I think the point is you can draft a young guy on rookie contract. I mean, Tyreke was a 5th rd pick,Terrel Davis was a 6th also. I would like to see them get a bunch of 6th and 7th rd picks and just draft a bunch of young guys vs washouts.
I was specifically talking about him throwing up Brady as an example of why teams shouldn't trade a 6th round pick for a player.
If you're not trading a 6th for a player because you might draft another Brady with that pick, where does that logic end?
Based on that logic, why would you ever trade a 5th round pick for a player?
That 5th rounder could be the next Brady.
Now, extrapolate that all the way to the 1st round and tell me where it's supposed to be OK to trade that pick despite the long odds of it potentially turning into the next Brady.
That logic could extend all the way to the #1 over all pick.

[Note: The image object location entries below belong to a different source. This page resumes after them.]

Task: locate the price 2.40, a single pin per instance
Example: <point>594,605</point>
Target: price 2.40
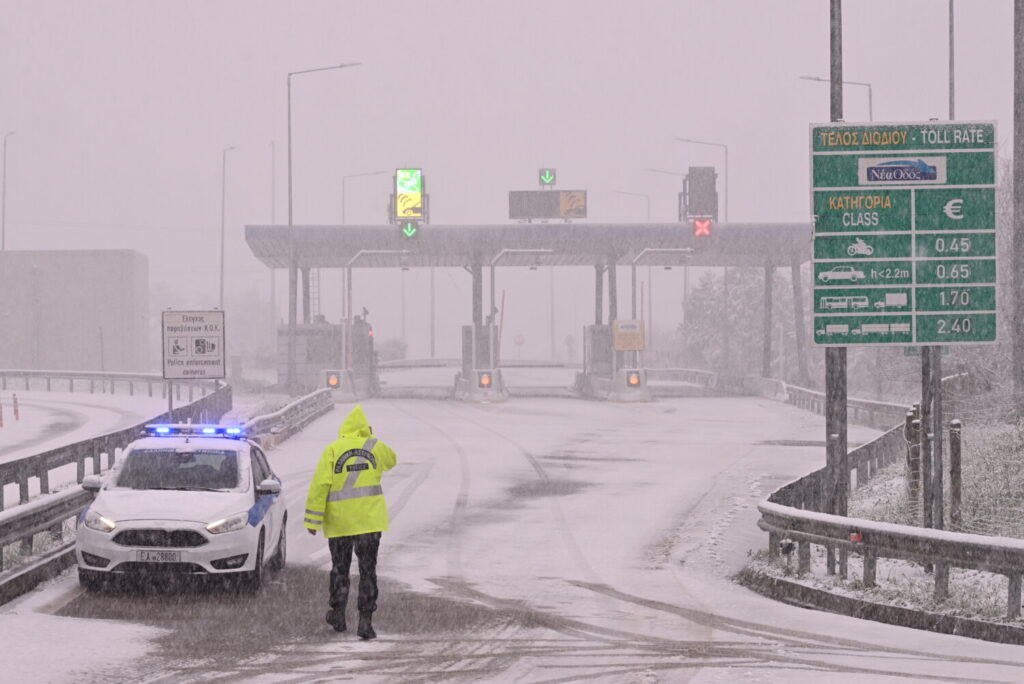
<point>953,326</point>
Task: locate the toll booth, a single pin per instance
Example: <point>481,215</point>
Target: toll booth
<point>317,346</point>
<point>612,362</point>
<point>479,378</point>
<point>363,370</point>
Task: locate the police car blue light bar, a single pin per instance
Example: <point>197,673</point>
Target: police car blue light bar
<point>183,429</point>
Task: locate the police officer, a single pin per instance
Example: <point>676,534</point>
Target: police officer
<point>347,503</point>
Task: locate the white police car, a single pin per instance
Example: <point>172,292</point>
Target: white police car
<point>195,500</point>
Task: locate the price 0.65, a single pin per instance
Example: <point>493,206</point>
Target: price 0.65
<point>956,271</point>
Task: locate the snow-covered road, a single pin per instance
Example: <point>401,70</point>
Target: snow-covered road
<point>535,541</point>
<point>49,420</point>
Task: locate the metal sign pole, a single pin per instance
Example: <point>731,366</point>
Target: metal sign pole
<point>836,356</point>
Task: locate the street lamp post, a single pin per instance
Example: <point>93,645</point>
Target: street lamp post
<point>223,197</point>
<point>870,109</point>
<point>3,196</point>
<point>344,179</point>
<point>293,267</point>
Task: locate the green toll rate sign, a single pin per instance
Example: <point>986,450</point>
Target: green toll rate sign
<point>904,233</point>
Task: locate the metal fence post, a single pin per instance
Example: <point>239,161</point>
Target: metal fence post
<point>1014,596</point>
<point>941,582</point>
<point>913,458</point>
<point>870,564</point>
<point>804,559</point>
<point>955,481</point>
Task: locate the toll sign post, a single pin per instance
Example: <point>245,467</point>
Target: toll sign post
<point>904,233</point>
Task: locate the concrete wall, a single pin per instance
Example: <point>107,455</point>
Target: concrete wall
<point>53,305</point>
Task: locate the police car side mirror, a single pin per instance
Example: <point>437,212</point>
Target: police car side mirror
<point>268,486</point>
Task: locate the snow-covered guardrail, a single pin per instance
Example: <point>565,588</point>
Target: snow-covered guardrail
<point>694,377</point>
<point>102,382</point>
<point>273,428</point>
<point>19,523</point>
<point>794,512</point>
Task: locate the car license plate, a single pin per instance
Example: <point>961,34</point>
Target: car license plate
<point>160,556</point>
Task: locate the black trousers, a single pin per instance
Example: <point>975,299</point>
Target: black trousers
<point>366,547</point>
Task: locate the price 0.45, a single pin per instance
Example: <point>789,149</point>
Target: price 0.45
<point>952,245</point>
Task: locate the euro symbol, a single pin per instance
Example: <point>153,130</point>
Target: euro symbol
<point>954,209</point>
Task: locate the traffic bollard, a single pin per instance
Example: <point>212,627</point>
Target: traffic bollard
<point>955,480</point>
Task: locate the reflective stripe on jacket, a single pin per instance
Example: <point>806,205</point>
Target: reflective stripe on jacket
<point>345,496</point>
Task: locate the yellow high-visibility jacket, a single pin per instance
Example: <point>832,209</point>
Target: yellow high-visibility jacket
<point>345,496</point>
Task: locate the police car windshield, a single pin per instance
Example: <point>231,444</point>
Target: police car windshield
<point>185,469</point>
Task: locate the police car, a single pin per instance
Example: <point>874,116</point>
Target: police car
<point>193,500</point>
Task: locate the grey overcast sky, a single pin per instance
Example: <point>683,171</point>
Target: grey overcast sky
<point>122,109</point>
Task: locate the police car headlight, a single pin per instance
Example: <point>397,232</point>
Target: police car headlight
<point>100,523</point>
<point>229,524</point>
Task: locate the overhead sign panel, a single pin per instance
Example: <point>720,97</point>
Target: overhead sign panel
<point>409,194</point>
<point>194,345</point>
<point>527,205</point>
<point>904,232</point>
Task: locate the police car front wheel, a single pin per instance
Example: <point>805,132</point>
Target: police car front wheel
<point>251,582</point>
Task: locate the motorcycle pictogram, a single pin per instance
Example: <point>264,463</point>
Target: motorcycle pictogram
<point>860,247</point>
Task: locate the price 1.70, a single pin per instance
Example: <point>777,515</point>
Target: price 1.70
<point>968,298</point>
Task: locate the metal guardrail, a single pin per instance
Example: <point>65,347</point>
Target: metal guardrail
<point>211,407</point>
<point>691,376</point>
<point>19,523</point>
<point>273,428</point>
<point>107,382</point>
<point>793,512</point>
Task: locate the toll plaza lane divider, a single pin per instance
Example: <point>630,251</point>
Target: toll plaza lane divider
<point>50,512</point>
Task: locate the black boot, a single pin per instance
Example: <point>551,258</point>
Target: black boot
<point>336,618</point>
<point>366,630</point>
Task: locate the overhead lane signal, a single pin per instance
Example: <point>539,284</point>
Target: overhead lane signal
<point>410,200</point>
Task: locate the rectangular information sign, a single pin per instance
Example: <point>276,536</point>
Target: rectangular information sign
<point>194,345</point>
<point>904,232</point>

Obviously that's an extreme example.
After that, it's basically a discussion about where each of us thinks the value of trading for a player equals or outweighs the odds of drafting the next Brady with a particular pick.
And that's not even considering that fact that the odds of drafting the next Brady actually increase as the draft pick gets higher.
Certainly the odds of drafting the next Brady with a 3rd round pick are better than a 6th round pick, despite that fact that Brady was a 6th rounder, right?